One Hour One Life dev struggles with unofficial port
Jason Rohrer stands by decision to release game into the public domain despite problems with customer confusion around mobile adaptation
For the past 15 years, independent developer Jason Rohrer has released all of his work into the public domain. He's apparently never run into serious issues as a result of that decision before, but he's having trouble with an unofficial mobile port of his latest title, the PC game One Hour One Life.
In an open letter on his game's forums last week, Rohrer talked about One Hour One Life for Mobile, an unofficial adaptation of his game by Swedish developer Dual Decade that has become commercially successful. Launched last year, One Hour One Life for Mobile has met with some commercial success, landing in the top 10 most downloaded Japanese apps on the App Store and recently climbing as high as 12 on the Chinese App Store charts, according to App Annie.
It is the Chinese version of the game that sparked Rohrer's letter. While the previous versions of the mobile game made note that they were unofficial adaptations of Rohrer's original PC game in the app descriptions and in-game splash screens, Rohrer said that a demo released on Chinese store TapTap last week contained no such notice. (The Chinese App Store version of the game as saved by App Annie auto-translates the game's subtitle as "genuine licensed game.")
Rohrer noted the amount of confusion the game caused even when it had the disclaimers about unauthorized adaptations. He dealt with customer complaints about elements of the game that Dual Decade had added for its version, received refund requests when the game didn't work on someone's phone, and saw gaming sites review One Hour One Life for Mobile believing it to be an official port of the game.
"I feel like a great deal of damage has already been done to my legacy and reputation as a designer, and an unfathomable amount of additional damage will be done in the future..."
Jason Rohrer
Rohrer said he requested Dual Decade make some changes to the game to specify more clearly and in more places that it is a derivative, unauthorized adaptation, but the studio has refused. The description on the App Store and Google Play currently describes the game as "the unofficial expanded version of Jason Rohrer's desktop game 'One Hour One Life,'" but Rohrer has asked for the name of the app to include the word "Unofficial" and for the description to start by specifying it as an unofficial adaptation not approved by the original author.

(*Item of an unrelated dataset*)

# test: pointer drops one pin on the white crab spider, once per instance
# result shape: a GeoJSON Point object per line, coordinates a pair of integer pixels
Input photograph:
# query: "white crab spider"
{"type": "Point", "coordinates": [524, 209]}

"Well, they did offer me a cut of the money," he acknowledged. "They always have. They still are offering me a cut. They want to be the official mobile port. I just don't want the money. Not in exchange for "officially approving" of something that I had no hand in making. There won't be an 'official' mobile port of the game.
"I don't just slap my name on stuff in exchange for money. That's not how I operate. If you ever see a Jason Rohrer game, you know it's really a Jason Rohrer game."
(Roher did acknowledge the DSiWare versions of his games Anthology and Primrose were ported by others, but "it just wasn't my work, and it didn't feel entirely right.")
After going back and forth with a Dual Decade developer for several days, Rohrer has apparently resigned himself to not getting the specific relief he sought.
"This has been going on for more than four days, and I have more pressing matters to attend to (family, GDC talk, more One Hour One Life updates). So, at this point, I guess I give up," Rohrer said. "I have withdrawn my dispute submissions from Apple, Google, and TapTap.
"I feel like a great deal of damage has already been done to my legacy and reputation as a designer, and an unfathomable amount of additional damage will be done in the future, if the current course with the mobile adaptation isn't altered. I can imagine a situation in the future where One Hour One Life becomes widely known, but the vast majority of people in the world mistakenly believe that the mobile version is the original version, and that DualDecade alone authored it, or that I am part of Dual Decade, and that I approved the changes that they have made. If that comes to pass, that situation will haunt me for the rest of my life. We're pretty close to that already, at least in China and Japan."
Despite the situation not having been resolved to his satisfaction, Rohrer said from the start he does not regret releasing his game into the public domain and giving up whatever copyright and trademark rights he would otherwise have had.
"I don't think copyright is the right tool to prevent such harms. The truth does not expire after limited terms. The truth doesn't change or become irrelevant 70 years after the death of the author. The truth doesn't need copyright. The truth just needs people who are willing to tell it.
"The truth now, for whoever is willing to tell it, is that the mobile version has gone from 'unofficial and not specifically approved' to 'specifically unapproved and directly against my wishes as the original creator,' only because of the way that its presentation has misled people in the past, and will continue to mislead people in the future, in its current form."